– Neste último dia do ano…
– O quê?
– ?
– Tu nunca foi disso, rapá. Dacapouco vai querer cantar “Então, é Natal…”
– Haha, tu sabe. Eu sei que tu sabe…
– O quê?
– Toda vez que chega o fim do ano, aparece palpiteiro e analista.
– Diabéisso?
– Palpiteiro chuta pra frente. Fala dos astros, joga búzios, cartas, define cores, manda pular ondas… Ainda são sete? Nem sei. Com essa inflação do arroz já deve ser bem umas dez…
– E analista, o que é?
– Analista analisa, haha.
– É. Claro, claro… Mas analisa o que, ô mon p’tit sac?
– Analisa os fatos passados, os dados, as estatísticas. Este ano promete ser o ano da contagem dos mortos. Como no fim da guerra. Os caras vão atrás de tudo que foi pesquisado durante o ano. Na internet. Ou no gúgli, sei lá. O certo é que andaram divulgando que as palavras mais buscadas pelos brasileiros foram “assintomático” e “humanidade”.

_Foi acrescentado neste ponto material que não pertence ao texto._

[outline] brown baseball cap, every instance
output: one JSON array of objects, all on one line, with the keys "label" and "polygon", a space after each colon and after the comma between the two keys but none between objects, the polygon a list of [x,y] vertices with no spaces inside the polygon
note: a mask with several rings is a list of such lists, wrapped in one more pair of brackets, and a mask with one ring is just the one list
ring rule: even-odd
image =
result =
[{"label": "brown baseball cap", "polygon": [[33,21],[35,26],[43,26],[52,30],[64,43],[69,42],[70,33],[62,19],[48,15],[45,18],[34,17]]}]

– Assintomático, tá explicado. Afinal, foi o ano da covid. Mas… humanidade? Por quê?
– As duas palavras têm quase o mesmo sentido, e sempre andam juntas. As entrevistas nos jornais, na tv e nos vídeos não param de repetir: “é preciso aumentar a humanidade, aumentar a humanidade…”

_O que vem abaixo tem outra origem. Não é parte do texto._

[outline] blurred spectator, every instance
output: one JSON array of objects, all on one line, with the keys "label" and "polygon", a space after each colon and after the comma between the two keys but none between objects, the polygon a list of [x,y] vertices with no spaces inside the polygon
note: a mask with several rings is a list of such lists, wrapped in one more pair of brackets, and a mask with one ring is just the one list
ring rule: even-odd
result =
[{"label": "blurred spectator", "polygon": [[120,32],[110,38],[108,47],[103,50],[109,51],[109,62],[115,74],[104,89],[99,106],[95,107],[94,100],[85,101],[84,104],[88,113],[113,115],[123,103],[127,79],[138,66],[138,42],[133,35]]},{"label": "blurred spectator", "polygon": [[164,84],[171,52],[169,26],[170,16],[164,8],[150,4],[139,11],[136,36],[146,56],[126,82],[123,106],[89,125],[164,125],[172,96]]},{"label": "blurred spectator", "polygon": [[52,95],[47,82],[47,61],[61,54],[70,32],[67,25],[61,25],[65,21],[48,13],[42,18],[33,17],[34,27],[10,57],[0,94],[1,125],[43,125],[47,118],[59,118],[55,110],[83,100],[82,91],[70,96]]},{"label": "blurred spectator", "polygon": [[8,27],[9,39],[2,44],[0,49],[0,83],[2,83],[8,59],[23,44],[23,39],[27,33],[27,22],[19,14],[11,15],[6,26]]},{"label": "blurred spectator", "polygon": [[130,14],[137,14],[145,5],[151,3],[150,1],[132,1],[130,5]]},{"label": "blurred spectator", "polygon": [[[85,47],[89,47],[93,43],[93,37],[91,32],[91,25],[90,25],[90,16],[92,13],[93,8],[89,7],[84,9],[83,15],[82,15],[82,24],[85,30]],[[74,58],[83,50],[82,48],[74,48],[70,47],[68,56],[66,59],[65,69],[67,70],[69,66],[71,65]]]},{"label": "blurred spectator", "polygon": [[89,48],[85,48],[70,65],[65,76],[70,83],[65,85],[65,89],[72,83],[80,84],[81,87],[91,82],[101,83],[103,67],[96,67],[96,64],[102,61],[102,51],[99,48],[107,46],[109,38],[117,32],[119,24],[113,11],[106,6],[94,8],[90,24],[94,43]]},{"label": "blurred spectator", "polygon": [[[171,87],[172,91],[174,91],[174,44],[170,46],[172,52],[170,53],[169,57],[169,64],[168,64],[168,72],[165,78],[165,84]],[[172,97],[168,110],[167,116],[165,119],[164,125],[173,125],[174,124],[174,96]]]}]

– Êitcha! Com tanta gente no mundo? Ainda querem aumentar a humanidade? Só na China tem pra mais…
– Disseram também: “quem é assintomático é porque tem humanidade”.

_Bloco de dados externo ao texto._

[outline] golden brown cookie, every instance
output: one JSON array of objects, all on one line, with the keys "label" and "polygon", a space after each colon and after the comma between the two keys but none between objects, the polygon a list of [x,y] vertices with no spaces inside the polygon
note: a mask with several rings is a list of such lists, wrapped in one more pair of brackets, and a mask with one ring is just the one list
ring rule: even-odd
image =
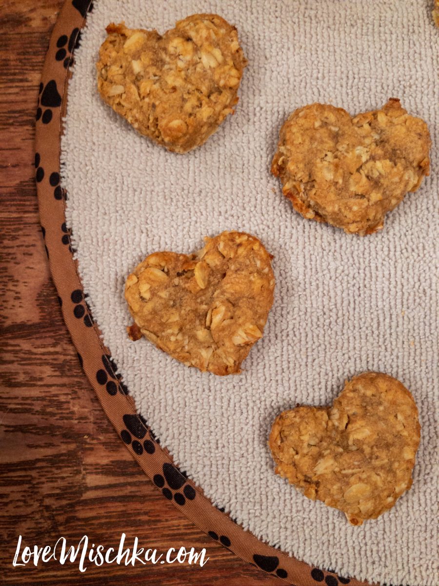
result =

– Tá certo. Isso é coisa de Deus. Quem é humanista não morre de covid. Tem humanidade. É assintomático. Nada mais justo. Mas… por que buscar humanidade?
– Foi o que eu disse pro uberizado que me trouxe até aqui. Ele não parava de falar que prefere dirigir pela avenida, sempre pela faixa etária da esquerda, porque assim anda mais rápido. Por mais que eu explicasse que não é humanidade, mas imunidade, o máximo que ele conseguiu falar foi “imanidade”.
– Melhor do que nada, né?
– Pois é. Mas ele é gente boa. Até me indicou o irmão dele que é encanador e também faz serviço de pedreiro. Era tudo que eu tava precisando. Um vazamento bem no quarto da minha filha menor deixou tudo molhado. E ainda estragou a pintura da parede.
– E o irmão dele foi?
– Na hora. Pedi pra ele pintar logo a parede porque a cama da menina fica bem junto. Ela é alérgica a champignons.
– E o serviço? Ficou bom?
– Ainda não. Quando falei pra começar pela pintura ele explicou que era preciso, primeiro, consertar o vazamento e depois esperar a parede secar, senão eu ia perder a tinta. Assó o que ele disse, e ainda me chamou de doutor: “Pois é, doutor. Eu não posso pintar a parede enquanto ela estiver molhada. Mas, como está fazendo muito sol, eu volto pra pintar, daqui a três dias, quando a parede não tiver mais nenhuma humildade.”